Die kleinsten Schritte zur Umkehr beginnen hier mit Bauverboten in Territorien mit Überschwemmungspotentialen. Davon ausgehend sollte Ziel ein verschärfter Grundwasserschutz sein, der zur Klimaanpassung diene. Eine solche Wasserschutzagenda auf der Basis optimierter Datenerfassung sollte zudem härtere Regelungen zum Schutz vor Verunreinigungen durch Nitrat und Pestizide beinhalten. Das „Herumlavieren“, mit dem Deutschland sich um die Einhaltung einschlägiger EU-Vorgaben drücke, werde dann beendet.
Da die deutsche Landwirtschaft, als Folge des Klimawandels und der avisierten Dürren, mittelfristig viermal so viele Anbauflächen zu bewässern habe wie derzeit, benötige sie „komplett neue Bewässerungsstrukturen“. Die in Israel und Kalifornien bereits existieren. Dort liegen unterirdisch auf Wurzelhöhe Leitungen, die die Pflanzen punktgenau mit Wasser versorgen, anstatt Felder, wie hierzulande üblich, mit Wasser zu besprühen, das größtenteils verdunstet oder versickert. Israel ist Weltmarktführer in Sachen moderner, digitalisierter Bewässerungstechnik – warum sich nicht daran orientieren? Und warum nicht auch wassersparende Kulturen anbauen? Und den Verbraucher entsprechend dadurch zu erziehen, daß jedes Gemüse mit einem „Wasserfußabdruck“ etikettiert wird? Chilenische Avocados, die pro Stück 400 Liter Wasser benötigen, verschwänden dann aus dem Angebot.
Dieses breite Spektrum an Einschränkungen will Ritzer noch um drei Maßnahmen zur Vorbeugung kommender Wasserkalamitäten bereichern. Unerläßlich sei erstens die forcierte Nutzung der längst nicht ausgeschöpften Wasserkraft. Das schütze zwar keine Ressourcen, helfe aber mittels CO2-freier Energiegewinnung, den Klimawandel abzufedern, der wiederum Ursache für die zunehmende Wasserknappheit sei. Zweitens gelte es, endlich die in Deutschland unterentwickelte Meerwasserentsalzung ähnlich engagiert wie in den Niederlanden zu nutzen.
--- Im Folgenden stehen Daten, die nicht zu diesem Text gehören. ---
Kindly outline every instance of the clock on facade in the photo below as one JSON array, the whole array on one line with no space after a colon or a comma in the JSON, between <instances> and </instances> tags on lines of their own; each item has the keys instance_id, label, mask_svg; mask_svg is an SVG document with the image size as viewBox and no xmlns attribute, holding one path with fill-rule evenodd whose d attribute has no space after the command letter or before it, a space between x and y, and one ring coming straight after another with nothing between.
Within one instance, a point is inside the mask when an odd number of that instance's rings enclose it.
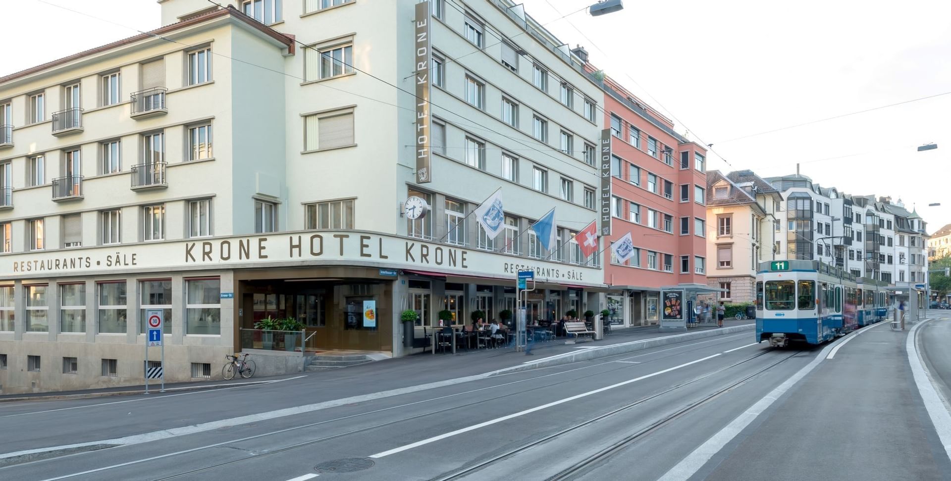
<instances>
[{"instance_id":1,"label":"clock on facade","mask_svg":"<svg viewBox=\"0 0 951 481\"><path fill-rule=\"evenodd\" d=\"M429 204L426 203L426 200L417 196L411 196L403 205L403 211L408 219L420 219L428 210Z\"/></svg>"}]
</instances>

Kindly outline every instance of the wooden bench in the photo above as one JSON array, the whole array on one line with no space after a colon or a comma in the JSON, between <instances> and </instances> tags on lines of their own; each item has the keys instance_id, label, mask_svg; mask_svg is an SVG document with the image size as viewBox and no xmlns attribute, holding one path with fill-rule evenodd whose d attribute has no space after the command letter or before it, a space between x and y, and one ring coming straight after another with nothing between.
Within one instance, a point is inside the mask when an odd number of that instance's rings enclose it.
<instances>
[{"instance_id":1,"label":"wooden bench","mask_svg":"<svg viewBox=\"0 0 951 481\"><path fill-rule=\"evenodd\" d=\"M581 336L588 336L590 340L594 340L594 331L590 331L584 322L565 322L565 336L573 337L565 341L566 344L573 344Z\"/></svg>"}]
</instances>

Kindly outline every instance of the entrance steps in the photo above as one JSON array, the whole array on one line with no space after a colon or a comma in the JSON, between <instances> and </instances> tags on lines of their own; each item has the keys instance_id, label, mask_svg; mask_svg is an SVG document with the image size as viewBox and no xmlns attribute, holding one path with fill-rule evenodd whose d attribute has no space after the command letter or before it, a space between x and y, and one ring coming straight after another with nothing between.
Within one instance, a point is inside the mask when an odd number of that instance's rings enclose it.
<instances>
[{"instance_id":1,"label":"entrance steps","mask_svg":"<svg viewBox=\"0 0 951 481\"><path fill-rule=\"evenodd\" d=\"M327 371L373 362L375 359L366 355L351 356L315 356L305 366L307 371Z\"/></svg>"}]
</instances>

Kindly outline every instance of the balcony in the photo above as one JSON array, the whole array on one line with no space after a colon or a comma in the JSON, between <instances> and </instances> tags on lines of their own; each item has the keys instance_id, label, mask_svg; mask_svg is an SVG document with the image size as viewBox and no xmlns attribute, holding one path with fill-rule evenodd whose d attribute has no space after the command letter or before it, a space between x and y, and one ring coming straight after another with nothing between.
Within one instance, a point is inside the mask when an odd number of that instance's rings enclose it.
<instances>
[{"instance_id":1,"label":"balcony","mask_svg":"<svg viewBox=\"0 0 951 481\"><path fill-rule=\"evenodd\" d=\"M132 165L132 190L167 188L165 164L165 162L153 162Z\"/></svg>"},{"instance_id":2,"label":"balcony","mask_svg":"<svg viewBox=\"0 0 951 481\"><path fill-rule=\"evenodd\" d=\"M0 149L13 146L13 125L0 124Z\"/></svg>"},{"instance_id":3,"label":"balcony","mask_svg":"<svg viewBox=\"0 0 951 481\"><path fill-rule=\"evenodd\" d=\"M83 109L77 106L53 112L52 124L56 137L78 134L83 131Z\"/></svg>"},{"instance_id":4,"label":"balcony","mask_svg":"<svg viewBox=\"0 0 951 481\"><path fill-rule=\"evenodd\" d=\"M83 176L68 175L53 179L53 202L79 201L83 199Z\"/></svg>"},{"instance_id":5,"label":"balcony","mask_svg":"<svg viewBox=\"0 0 951 481\"><path fill-rule=\"evenodd\" d=\"M167 91L168 89L164 87L156 87L132 93L131 117L139 120L168 113L168 109L165 108L165 92Z\"/></svg>"}]
</instances>

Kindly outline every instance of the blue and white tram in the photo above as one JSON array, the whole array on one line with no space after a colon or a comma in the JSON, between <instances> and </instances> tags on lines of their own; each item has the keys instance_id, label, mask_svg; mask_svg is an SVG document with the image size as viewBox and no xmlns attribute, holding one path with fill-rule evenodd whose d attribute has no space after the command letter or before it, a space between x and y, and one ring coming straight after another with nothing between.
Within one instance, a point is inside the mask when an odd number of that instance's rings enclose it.
<instances>
[{"instance_id":1,"label":"blue and white tram","mask_svg":"<svg viewBox=\"0 0 951 481\"><path fill-rule=\"evenodd\" d=\"M756 273L756 341L821 344L858 328L855 277L818 260L762 262Z\"/></svg>"}]
</instances>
Und drittens seien viele veraltete Leitungsnetze auszutauschen. In EU-Europa versickert ein Viertel des Trinkwassers in maroden Leitungen, in Deutschland sind es zehn Prozent. Da der Bau von Fernwasserleitungen viel Zeit brauche, dürfe man nicht warten, sondern müsse jetzt mit ihrer Planung beginnen.